Configuration File

The communication between the user and the toolbox is performed through a configuration file containing a list of tunable system parameters. This file is implemented in YAML, a simple and concise language that maps easily into native data structures. Its comprehensibility makes it accessible to developers and non-developers and facilitates tracking experiment changes over time.

1. Defining the Task and Path

name: 'AIDE'
# Addressed task, choices: Classification, OutlierDetection, ImpactAssessment
task: ...
# Use a previously saved model to skip the train phase (True/False)
from_scratch: ...
# Path to the best model, required if from_scratch: False
best_run_path: ''
# Directory to save model outputs and results
save_path: "experiments/"

2. Defining the Dataset

Pointer to the Dataset class. This section can be customized by adding more variables. See Section Database for more details on how to create your own Dataset class.

# Database and DataLoader definition
data:
    name: ... # Dataset class name
    data_dim: ...  # Data dimension
    input_size: ...  # Number of features
    features:  # Name of the features of the database
    features_selected: ...  # Features selected from the whole set of features
    num_classes: ...  # Number of categories in the database (drought, non-drought, e.g.)
    lon_slice_test: ...  # If visualization 2D enabled, min/max longitude coordinates (test)
    lat_slice_test: ...  # If visualization 2D enabled, min/max latitude coordinates (test)

3. Defining the Model

To specify the architecture to train, use the parameter type. This can be a user-defined model or a model available in the toolbox (see Section Available models for more details).

# Architecture definition
arch:
    # Select a user-defined model (true/false)
    user_defined: ...
    # Type of architecture to be used (e.g., 'UNET')
    type: ...
    # Parameters to configure the architecture
    params:
        param_1: ...
    # Model input dimension (1: 1D, 2: 2D)
    input_model_dim: ...
    # Model output dimension (1: 1D, 2: 2D)
    output_model_dim: ...

4. Defining the Training

This part of the configuration file allows for specifying the parameters of:

  • loss function: Can be either custom or from a Python package. To choose from a Python package, set user_defined: False and specify loss name and package (e.g. type: 'sigmoid_focal_loss' and package: 'torchvision.ops' ). For custom losses, see section Custom Loss in Advanced features

  • optimizer: Defines the parameters to initialize the optimizer. type can be any of torch.optim.

  • trainer: Defines the parameters to initialize the Pytorch Lightning trainer.

  • dataloader: Defines the number of workers for the Pytorch Lightning dataloader.

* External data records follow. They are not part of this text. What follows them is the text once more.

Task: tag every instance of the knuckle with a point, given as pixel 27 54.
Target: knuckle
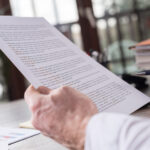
pixel 35 106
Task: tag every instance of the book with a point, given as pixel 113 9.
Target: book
pixel 47 58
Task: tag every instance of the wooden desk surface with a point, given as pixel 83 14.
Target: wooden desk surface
pixel 13 113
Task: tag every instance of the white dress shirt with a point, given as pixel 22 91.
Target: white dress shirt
pixel 117 132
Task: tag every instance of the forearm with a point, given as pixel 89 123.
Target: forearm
pixel 117 132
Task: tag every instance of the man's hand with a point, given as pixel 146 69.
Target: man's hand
pixel 61 114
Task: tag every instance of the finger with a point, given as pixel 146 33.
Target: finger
pixel 31 94
pixel 44 90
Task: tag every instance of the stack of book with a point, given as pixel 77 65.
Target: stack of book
pixel 142 54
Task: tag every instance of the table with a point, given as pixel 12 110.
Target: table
pixel 13 113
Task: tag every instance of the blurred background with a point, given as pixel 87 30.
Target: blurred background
pixel 107 27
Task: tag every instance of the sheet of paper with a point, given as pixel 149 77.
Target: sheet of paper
pixel 11 136
pixel 3 145
pixel 47 58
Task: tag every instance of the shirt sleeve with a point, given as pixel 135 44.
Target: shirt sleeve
pixel 117 132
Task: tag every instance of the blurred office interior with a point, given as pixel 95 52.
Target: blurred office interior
pixel 108 27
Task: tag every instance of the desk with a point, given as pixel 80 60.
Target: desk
pixel 12 113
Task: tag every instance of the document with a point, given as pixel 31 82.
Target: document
pixel 10 136
pixel 3 145
pixel 47 58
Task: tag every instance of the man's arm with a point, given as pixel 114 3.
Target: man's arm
pixel 117 132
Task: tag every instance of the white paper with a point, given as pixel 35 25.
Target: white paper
pixel 10 136
pixel 3 145
pixel 47 58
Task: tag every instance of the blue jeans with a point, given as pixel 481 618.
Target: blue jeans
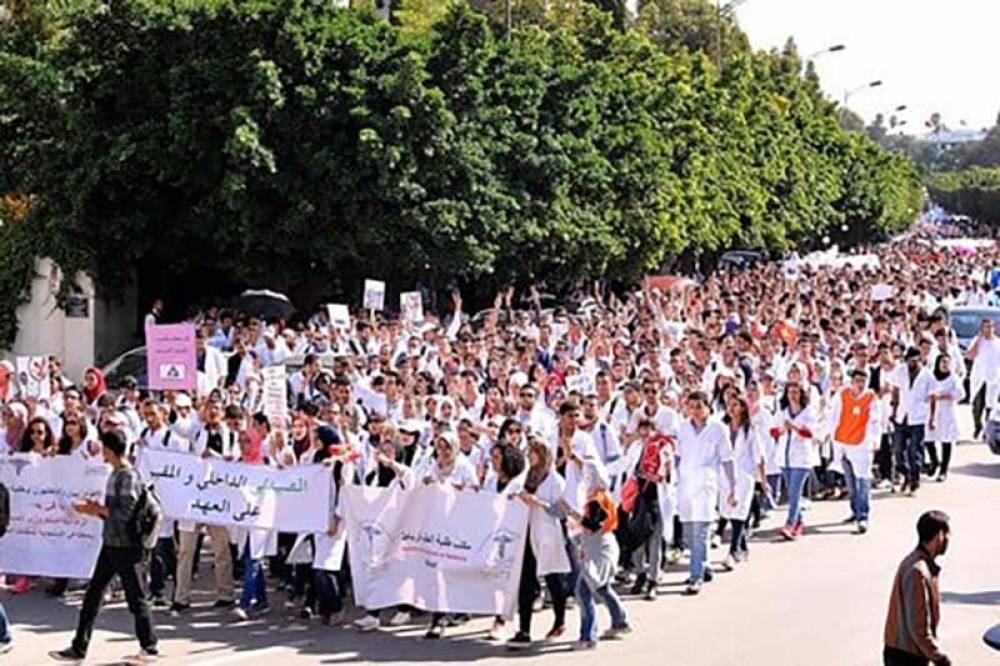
pixel 795 481
pixel 587 599
pixel 254 588
pixel 860 489
pixel 774 483
pixel 5 635
pixel 909 441
pixel 696 534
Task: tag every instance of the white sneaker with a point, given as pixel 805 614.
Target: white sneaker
pixel 399 618
pixel 367 623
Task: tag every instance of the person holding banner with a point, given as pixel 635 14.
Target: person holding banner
pixel 544 548
pixel 121 554
pixel 214 440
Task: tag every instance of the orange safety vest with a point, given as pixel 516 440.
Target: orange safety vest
pixel 854 416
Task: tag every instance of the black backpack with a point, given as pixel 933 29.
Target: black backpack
pixel 147 518
pixel 4 509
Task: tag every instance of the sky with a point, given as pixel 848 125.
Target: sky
pixel 930 55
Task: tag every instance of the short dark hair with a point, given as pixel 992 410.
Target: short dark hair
pixel 931 523
pixel 113 440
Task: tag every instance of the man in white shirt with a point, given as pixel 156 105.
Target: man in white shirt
pixel 214 441
pixel 984 352
pixel 912 385
pixel 702 448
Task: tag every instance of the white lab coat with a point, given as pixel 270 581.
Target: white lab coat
pixel 544 530
pixel 747 455
pixel 699 456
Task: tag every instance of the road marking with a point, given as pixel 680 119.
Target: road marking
pixel 254 654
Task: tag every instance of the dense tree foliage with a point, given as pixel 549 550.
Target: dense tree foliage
pixel 288 142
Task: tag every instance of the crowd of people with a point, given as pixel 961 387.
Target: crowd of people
pixel 690 415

# Definition of the training stage
implementation:
    # Loss function
    loss:
        user_defined: ... # Select user-defined model (true/false)
        type: ...  # Python class name
        package: ...  # Python package, none for user defined
        activation:
            type: ... # Activation before computing the loss function
        masked: ...  # Use masks to compute loss
        # Parameters for the loss function
        params:
            reduction: 'none'
            param_1: ...
    # Definition of the optimizer
    optimizer:
        type: ...  # Optimizer type
        lr: ...  # Learning rate
        weight_decay: ...  # Weight decay
        gclip_value: ...  # Gradient clipping values
    # Definition of PyTorch trainer
    trainer:
        accelerator: ...  # Choices: gpu/cpu
        devices: ... #
        epochs: ...  # Number of epochs
        batch_size: ...  # Batch size
        monitor:  # Metric to be monitored during training
            split: ...  # Choices: train/val/test
            metric: ...  # Either loss or a metric's name to monitor for early stopping and checkpoints
        monitor_mode: ...  # Monitor mode (increase or decrease monitored metric value)
        early_stop: ...  # Number of steps to perform early stopping
    # Definition of PyTorch data loader
    data_loader:
        num_workers: ... # Number of CPUs to read the data in parallel

5. Defining the Evaluation

The toolbox provides several modules for evaluation at inference: metrics, visualizations, characterization and XAI. The metrics module will always be run while the other can be (de)activated. For more details of the capabilities of each module, please refeer to Section Evaluations.

# Types of chosen evaluations, choices: Visualization, Characterization, XAI
evaluation:
    metrics:
        Metric_1: {param_1: ...}  # Metric for evaluation, from torchmetrics. Metric_1 has to be the name of the metric as in torchmetrics docs

    visualization:
        activate: ... # Choices: True/False
        params:
            param_1: ...

    characterization:
        activate: ... # Choices: True/False
        params:
            param_1: ...

    xai:
        activate: ... # Choices: True/False
        params:
            param_1: ...